L’appuntamento è fissato alle 9:30 nell’Aula A del Dipartimento di Biochimica. Una platea ampia ascolterà contributi che arrivano da esperienze diverse ma accomunate da un impegno contro violenze, occupazioni e derive autoritarie. Tra gli interventi spiccano la relatrice speciale Onu Francesca Albanese, da anni impegnata nella documentazione delle violazioni nei territori occupati, e Luisa Morgantini, voce storica della solidarietà con la popolazione palestinese. Accanto a loro prenderanno parola Arab Barghouti, figlio di Marwan Barghuthi, e Maria Elena Delia del Global Movement to Gaza.
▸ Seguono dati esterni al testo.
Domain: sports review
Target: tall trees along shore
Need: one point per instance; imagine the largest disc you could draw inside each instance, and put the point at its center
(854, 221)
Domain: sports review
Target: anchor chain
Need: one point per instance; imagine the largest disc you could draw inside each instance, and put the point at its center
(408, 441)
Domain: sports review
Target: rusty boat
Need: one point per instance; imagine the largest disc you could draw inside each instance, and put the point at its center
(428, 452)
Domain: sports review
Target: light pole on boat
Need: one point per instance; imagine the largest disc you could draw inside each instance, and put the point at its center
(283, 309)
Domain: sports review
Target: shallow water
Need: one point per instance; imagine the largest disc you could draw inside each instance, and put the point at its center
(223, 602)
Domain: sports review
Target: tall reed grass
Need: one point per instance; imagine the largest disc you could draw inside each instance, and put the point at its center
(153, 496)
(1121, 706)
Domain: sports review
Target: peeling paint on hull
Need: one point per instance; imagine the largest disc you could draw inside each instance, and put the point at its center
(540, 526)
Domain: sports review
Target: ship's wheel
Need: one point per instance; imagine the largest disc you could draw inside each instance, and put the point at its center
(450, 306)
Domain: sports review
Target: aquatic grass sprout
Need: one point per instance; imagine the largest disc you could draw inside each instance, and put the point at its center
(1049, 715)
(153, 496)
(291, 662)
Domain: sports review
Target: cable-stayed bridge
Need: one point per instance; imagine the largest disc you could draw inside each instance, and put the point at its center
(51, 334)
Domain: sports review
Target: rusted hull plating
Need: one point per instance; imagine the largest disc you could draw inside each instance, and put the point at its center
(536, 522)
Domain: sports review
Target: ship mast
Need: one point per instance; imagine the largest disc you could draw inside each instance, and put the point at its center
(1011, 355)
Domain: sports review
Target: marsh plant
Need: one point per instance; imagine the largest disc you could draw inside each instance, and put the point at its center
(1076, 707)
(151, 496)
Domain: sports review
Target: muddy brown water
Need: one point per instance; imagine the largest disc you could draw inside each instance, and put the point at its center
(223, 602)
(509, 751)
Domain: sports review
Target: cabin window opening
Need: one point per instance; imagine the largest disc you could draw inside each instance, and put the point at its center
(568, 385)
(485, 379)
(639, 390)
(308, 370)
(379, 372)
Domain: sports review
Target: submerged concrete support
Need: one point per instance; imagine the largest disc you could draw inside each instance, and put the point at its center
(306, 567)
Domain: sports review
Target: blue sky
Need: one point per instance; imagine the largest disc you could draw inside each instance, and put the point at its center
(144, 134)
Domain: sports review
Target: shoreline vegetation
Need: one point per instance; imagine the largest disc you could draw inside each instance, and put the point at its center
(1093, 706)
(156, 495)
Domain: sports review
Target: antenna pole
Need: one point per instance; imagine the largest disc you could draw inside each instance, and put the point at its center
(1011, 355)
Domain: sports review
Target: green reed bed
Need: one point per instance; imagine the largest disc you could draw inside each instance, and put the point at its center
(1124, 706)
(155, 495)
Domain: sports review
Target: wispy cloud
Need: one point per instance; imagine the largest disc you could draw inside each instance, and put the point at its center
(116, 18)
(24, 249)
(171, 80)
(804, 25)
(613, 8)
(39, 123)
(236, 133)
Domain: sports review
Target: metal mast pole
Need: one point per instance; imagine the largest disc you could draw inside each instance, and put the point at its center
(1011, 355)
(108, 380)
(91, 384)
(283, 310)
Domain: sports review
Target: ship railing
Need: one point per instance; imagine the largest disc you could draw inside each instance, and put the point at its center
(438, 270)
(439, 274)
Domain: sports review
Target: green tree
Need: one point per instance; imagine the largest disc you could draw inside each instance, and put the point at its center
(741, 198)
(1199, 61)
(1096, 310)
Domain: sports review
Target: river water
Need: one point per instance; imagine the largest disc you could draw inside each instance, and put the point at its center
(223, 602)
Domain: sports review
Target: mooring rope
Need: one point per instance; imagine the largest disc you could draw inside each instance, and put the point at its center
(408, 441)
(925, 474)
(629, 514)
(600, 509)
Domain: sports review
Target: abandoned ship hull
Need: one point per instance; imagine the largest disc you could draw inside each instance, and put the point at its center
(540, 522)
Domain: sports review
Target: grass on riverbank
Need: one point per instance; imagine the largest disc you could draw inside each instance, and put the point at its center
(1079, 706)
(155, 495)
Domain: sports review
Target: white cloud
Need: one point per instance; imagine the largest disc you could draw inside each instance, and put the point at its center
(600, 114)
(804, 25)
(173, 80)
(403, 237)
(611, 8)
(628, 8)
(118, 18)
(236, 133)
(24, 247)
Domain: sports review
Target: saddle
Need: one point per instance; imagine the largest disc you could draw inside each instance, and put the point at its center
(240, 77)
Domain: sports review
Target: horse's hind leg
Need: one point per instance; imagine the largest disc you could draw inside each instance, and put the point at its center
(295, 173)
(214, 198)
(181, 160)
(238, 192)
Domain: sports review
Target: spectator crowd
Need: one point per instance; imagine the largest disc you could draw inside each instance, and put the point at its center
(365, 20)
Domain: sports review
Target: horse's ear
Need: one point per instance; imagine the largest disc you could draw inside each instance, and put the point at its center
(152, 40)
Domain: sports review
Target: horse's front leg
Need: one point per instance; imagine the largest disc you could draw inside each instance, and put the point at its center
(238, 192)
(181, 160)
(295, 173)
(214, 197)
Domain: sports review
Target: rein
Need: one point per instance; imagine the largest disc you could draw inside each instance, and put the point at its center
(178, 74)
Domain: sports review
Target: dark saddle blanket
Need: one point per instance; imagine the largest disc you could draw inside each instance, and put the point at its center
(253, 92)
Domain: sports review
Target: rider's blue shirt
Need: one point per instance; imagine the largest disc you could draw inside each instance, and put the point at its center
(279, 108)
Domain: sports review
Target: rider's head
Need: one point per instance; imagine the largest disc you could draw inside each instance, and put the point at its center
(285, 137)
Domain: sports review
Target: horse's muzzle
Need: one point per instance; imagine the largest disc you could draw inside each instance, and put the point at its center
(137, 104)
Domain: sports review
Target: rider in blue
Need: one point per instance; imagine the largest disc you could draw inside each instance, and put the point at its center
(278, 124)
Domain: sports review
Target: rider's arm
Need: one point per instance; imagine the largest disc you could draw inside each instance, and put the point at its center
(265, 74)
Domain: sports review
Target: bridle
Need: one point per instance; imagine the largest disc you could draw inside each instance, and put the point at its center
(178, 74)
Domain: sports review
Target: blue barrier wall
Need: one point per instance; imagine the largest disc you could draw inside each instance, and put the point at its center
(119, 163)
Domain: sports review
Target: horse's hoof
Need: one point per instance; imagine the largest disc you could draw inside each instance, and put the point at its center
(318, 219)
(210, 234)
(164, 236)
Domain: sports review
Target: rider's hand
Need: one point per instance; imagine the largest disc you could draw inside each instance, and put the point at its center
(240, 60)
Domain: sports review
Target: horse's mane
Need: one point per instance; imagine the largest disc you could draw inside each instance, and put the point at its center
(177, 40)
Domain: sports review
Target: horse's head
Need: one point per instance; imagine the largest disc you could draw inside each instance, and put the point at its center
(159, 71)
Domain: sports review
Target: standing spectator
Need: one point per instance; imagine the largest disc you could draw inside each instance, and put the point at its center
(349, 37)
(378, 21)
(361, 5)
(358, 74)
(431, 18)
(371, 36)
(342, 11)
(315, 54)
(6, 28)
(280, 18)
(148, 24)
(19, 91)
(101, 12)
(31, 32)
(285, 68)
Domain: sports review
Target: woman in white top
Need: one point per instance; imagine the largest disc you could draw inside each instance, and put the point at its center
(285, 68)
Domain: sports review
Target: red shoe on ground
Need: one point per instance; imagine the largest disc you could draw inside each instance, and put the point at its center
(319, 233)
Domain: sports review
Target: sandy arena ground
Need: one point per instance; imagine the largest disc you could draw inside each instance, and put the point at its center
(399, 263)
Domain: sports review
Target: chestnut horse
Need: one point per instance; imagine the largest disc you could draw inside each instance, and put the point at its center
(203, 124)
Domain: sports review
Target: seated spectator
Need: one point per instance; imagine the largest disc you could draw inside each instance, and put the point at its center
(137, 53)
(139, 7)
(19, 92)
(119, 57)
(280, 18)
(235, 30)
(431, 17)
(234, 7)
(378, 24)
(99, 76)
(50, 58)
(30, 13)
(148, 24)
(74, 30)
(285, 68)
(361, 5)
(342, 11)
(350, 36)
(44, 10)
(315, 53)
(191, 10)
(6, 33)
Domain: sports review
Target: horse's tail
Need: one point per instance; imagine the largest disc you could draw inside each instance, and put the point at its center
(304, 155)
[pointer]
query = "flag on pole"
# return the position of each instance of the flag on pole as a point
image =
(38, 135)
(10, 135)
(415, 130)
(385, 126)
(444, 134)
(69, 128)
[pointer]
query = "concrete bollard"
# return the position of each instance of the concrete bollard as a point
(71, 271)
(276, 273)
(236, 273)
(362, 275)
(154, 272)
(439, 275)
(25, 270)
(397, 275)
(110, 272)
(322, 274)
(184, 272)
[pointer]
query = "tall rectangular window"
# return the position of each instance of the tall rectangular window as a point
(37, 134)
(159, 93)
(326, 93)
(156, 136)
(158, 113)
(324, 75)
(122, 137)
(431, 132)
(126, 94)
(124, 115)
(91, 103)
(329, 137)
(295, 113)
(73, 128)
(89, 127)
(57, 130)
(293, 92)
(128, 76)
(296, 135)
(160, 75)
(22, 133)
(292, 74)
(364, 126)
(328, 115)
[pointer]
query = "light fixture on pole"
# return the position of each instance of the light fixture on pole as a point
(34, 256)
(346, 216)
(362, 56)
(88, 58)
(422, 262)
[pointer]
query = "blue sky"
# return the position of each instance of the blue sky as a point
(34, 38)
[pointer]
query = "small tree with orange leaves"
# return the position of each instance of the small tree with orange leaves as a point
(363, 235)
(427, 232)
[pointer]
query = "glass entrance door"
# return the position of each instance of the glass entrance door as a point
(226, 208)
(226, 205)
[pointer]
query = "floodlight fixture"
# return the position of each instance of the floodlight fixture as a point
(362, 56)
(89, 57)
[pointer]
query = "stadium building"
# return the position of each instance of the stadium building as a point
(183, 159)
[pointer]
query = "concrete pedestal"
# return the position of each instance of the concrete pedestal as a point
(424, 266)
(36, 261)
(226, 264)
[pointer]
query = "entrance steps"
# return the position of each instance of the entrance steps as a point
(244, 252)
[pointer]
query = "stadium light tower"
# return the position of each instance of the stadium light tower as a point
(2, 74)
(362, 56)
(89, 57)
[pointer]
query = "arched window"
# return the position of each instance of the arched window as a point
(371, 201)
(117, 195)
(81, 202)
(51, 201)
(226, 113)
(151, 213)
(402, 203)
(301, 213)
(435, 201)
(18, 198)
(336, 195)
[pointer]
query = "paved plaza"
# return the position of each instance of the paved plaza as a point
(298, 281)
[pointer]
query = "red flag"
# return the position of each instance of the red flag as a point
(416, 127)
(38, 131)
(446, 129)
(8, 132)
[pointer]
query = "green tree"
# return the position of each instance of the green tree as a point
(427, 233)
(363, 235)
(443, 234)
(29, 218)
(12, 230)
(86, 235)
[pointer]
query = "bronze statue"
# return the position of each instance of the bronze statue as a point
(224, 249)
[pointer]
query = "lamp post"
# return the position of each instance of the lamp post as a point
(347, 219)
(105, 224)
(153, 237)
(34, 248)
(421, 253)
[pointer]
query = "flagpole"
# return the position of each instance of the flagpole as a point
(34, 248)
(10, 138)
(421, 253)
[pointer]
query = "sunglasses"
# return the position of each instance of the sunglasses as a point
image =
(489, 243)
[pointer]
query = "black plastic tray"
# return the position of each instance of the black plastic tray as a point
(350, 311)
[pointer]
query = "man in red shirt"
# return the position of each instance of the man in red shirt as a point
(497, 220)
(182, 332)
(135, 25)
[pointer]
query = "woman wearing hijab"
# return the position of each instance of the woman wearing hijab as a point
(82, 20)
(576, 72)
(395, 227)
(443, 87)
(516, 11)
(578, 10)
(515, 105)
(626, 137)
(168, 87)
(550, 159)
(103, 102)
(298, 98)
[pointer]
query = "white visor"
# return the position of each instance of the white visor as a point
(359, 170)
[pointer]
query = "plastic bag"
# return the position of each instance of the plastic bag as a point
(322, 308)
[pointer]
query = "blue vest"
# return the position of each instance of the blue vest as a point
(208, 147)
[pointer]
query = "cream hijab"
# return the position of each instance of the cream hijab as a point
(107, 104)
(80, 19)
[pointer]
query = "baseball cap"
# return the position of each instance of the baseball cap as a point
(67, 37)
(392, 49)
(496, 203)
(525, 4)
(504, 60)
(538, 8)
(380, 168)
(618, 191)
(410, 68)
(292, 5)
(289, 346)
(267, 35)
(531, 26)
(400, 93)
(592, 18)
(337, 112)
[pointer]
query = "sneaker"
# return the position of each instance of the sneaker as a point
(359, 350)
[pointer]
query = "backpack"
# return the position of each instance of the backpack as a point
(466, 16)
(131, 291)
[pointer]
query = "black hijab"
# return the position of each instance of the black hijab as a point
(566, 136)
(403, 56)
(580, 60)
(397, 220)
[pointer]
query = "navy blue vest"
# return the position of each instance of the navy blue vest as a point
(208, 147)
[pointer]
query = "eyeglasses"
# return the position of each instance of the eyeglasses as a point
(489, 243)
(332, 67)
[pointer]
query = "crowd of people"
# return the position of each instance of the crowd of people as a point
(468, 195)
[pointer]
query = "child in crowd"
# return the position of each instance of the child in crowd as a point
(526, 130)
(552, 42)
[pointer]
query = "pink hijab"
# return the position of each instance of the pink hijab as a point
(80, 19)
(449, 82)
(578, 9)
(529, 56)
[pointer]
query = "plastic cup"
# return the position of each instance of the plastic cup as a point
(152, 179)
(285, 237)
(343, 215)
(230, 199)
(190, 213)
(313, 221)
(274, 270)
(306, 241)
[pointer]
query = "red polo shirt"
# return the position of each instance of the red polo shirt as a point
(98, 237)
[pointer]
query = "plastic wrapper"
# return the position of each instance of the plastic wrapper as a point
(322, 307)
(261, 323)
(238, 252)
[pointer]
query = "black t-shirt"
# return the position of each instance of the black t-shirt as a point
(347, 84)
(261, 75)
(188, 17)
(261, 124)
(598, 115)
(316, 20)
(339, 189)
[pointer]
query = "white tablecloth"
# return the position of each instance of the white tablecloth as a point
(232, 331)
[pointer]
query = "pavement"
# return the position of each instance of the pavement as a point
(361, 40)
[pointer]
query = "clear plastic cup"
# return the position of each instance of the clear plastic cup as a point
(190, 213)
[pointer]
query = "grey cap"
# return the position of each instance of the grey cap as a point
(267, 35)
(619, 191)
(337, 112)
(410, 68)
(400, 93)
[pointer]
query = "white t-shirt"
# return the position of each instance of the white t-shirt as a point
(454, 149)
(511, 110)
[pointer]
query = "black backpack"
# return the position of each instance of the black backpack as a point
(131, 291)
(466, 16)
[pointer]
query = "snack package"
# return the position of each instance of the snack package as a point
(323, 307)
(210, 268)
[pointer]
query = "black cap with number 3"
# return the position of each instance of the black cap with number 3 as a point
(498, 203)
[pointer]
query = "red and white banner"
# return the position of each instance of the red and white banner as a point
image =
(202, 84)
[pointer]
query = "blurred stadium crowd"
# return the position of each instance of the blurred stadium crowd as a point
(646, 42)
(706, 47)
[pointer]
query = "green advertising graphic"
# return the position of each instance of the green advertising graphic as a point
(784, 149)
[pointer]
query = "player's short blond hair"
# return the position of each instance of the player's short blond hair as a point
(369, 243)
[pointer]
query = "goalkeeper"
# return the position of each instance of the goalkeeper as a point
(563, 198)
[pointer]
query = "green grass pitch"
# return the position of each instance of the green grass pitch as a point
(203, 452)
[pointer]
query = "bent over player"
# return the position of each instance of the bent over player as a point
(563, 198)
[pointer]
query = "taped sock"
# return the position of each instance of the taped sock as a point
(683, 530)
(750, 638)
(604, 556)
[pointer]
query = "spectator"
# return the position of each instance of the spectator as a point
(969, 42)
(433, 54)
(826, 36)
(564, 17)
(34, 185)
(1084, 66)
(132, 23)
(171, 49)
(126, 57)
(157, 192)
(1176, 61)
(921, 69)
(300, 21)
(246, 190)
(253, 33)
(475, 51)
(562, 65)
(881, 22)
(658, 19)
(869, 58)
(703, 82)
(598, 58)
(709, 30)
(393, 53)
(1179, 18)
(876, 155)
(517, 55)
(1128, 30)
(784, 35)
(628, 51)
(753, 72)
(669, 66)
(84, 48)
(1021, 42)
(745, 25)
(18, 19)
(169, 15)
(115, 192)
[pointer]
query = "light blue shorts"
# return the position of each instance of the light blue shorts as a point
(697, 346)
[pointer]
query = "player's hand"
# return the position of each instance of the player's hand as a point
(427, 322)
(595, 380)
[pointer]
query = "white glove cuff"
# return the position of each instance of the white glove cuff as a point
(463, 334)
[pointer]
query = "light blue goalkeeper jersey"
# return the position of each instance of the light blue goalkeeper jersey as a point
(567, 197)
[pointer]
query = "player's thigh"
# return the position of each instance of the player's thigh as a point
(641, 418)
L’incontro non si limiterà a un dibattito nazionale. Sono previsti collegamenti con la Cop 30 di Belém, dove i movimenti climatici discutono il nodo dell’ingiustizia ambientale, e con l’Unsilence Forum di Barcellona, spazio euromediterraneo che punta a rompere silenzi e complicità sulle responsabilità politiche e militari in corso. Due piani che si intrecciano con forza crescente. L’economia di guerra e il riarmo si saldano a un modello di sviluppo estrattivo che accelera crisi sociali e climatiche.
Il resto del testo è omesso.